In the patients given on-demand treatment, a single injection of efanesoctocog alfa effectively resolved nearly all (97%) bleeding events that occurred.

Over the course of the study, 12 participants underwent surgery while on efanesoctocog alfa. In all of them, bleeding control was deemed excellent by the treating clinicians.

“Collectively, these results suggest the prophylaxis with efanesoctocog alfa has the potential to provide meaningful improvements in physical health and pain for persons with severe hemophilia A,” the researchers wrote.

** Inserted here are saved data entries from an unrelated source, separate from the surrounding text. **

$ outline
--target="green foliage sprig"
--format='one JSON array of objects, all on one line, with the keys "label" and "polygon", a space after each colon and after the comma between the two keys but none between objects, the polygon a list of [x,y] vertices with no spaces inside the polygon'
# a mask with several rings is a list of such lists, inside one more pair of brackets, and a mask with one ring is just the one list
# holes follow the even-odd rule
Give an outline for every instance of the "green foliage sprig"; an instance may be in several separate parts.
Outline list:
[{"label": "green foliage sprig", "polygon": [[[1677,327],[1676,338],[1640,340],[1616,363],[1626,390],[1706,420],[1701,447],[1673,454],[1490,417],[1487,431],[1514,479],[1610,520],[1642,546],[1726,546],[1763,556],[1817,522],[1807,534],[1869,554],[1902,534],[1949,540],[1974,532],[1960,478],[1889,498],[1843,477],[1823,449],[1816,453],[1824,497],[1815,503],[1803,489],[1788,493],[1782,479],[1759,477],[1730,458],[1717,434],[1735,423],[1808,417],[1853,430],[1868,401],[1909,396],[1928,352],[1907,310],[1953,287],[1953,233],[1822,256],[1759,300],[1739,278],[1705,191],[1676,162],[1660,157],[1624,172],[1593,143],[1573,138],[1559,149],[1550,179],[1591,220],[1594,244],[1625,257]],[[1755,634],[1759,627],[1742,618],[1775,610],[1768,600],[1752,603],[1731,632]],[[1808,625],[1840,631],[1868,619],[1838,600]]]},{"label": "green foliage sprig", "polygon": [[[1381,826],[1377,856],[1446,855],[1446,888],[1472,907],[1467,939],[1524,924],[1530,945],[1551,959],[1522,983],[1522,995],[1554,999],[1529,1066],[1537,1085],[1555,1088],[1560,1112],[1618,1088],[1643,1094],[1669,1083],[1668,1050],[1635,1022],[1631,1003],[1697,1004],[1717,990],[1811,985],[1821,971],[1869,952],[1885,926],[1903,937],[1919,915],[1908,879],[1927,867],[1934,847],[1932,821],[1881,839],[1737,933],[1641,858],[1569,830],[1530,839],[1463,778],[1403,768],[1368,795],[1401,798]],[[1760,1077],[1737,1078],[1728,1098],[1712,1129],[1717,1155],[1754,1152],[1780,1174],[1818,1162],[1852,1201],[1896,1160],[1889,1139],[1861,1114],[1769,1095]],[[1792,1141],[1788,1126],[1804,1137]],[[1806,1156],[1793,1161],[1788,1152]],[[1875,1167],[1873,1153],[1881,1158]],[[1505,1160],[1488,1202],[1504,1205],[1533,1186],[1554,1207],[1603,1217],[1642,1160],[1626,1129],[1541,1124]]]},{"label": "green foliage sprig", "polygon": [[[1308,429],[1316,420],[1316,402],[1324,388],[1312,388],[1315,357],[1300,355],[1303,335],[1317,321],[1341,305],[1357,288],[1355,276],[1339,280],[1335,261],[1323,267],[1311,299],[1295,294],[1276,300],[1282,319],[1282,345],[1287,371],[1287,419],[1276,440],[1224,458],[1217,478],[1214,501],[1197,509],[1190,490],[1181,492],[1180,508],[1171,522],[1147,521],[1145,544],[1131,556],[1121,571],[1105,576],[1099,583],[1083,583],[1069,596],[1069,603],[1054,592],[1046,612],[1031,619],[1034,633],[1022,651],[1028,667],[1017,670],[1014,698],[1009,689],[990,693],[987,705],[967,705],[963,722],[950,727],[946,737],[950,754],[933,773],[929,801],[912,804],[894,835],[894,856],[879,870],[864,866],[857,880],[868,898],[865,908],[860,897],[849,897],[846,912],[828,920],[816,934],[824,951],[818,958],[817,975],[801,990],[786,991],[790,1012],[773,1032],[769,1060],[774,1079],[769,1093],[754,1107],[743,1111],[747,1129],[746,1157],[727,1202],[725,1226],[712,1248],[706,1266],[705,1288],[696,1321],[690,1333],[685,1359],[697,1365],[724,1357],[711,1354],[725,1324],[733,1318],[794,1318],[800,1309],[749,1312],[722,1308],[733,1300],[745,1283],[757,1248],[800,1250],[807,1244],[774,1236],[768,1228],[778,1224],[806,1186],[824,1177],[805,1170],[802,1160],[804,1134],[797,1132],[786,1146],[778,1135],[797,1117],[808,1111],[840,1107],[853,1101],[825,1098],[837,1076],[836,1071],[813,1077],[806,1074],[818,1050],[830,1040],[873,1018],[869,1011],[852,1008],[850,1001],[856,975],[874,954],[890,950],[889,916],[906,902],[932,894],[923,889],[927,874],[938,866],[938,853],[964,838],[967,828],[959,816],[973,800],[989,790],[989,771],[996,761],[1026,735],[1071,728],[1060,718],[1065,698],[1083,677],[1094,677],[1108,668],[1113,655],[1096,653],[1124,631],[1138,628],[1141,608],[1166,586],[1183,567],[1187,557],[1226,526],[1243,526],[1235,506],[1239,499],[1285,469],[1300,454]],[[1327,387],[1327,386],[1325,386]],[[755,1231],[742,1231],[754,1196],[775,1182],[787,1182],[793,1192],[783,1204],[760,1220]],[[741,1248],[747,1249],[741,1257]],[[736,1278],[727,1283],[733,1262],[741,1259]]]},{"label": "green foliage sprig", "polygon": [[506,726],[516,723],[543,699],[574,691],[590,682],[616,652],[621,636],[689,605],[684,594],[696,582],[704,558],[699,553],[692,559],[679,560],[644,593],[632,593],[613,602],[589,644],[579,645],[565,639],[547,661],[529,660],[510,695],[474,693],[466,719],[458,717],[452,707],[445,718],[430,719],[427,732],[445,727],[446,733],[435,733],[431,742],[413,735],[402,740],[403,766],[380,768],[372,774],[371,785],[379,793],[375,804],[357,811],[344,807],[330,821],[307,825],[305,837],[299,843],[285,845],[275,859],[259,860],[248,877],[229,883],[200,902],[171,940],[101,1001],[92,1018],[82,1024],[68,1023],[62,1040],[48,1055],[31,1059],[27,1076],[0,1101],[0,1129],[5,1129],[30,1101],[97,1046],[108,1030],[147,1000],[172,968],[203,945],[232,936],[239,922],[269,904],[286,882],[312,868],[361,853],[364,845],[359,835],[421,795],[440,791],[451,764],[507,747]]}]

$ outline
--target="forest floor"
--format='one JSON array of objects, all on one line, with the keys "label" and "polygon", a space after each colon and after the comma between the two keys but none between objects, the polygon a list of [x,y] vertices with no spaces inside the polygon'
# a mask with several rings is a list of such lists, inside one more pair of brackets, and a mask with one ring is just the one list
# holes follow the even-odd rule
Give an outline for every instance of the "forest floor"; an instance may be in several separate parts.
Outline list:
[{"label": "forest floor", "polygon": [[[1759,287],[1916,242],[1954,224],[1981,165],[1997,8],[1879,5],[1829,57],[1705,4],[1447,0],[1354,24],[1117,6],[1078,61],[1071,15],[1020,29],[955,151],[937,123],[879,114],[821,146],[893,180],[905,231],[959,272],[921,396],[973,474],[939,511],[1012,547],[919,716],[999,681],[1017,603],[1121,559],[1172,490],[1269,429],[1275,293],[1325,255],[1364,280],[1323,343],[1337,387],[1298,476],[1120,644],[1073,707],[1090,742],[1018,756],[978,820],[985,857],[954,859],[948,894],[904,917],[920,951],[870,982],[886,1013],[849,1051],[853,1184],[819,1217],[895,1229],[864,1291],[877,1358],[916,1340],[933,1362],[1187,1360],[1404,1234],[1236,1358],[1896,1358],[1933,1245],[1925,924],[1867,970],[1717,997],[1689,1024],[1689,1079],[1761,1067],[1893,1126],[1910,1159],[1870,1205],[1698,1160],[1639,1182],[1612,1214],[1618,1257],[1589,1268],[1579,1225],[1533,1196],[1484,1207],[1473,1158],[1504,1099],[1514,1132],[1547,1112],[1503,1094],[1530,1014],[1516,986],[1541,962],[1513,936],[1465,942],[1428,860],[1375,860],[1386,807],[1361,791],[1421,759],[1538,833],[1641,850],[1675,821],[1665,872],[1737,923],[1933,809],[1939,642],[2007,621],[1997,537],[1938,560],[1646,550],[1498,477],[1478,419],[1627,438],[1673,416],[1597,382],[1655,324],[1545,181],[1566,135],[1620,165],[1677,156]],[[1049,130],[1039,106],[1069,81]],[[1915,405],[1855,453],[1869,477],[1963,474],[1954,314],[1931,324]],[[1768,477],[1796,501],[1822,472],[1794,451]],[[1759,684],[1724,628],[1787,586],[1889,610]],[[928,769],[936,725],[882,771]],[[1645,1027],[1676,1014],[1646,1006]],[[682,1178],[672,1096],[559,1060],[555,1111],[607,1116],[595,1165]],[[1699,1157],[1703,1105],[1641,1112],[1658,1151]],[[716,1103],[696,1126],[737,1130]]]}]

Treatment with efanesoctocog alfa was overall well-tolerated in this study. The most common side effects included headache, joint pain, falls, and back pain. There was one death during the study due to cancer, which was deemed to be unrelated to treatment. None of the patients developed inhibitors — neutralizing antibodies against efanesoctocog alfa that can lower the treatment’s efficacy.

“The majority of [side effects] were mild in degree and did not result in discontinuation of efanesoctocog alfa,” the researchers wrote, noting no serious allergic reactions or clotting events were observed.

In an editorial published alongside the study, Cindy Leissinger, MD, director of the Louisiana Center for Bleeding and Clotting Disorders, said the trial results suggest efanesoctocog alfa “stands out as a winner” among hemophilia treatments, representing “a major therapeutic advance that achieves highly protective factor VIII levels with a once-weekly infusion.”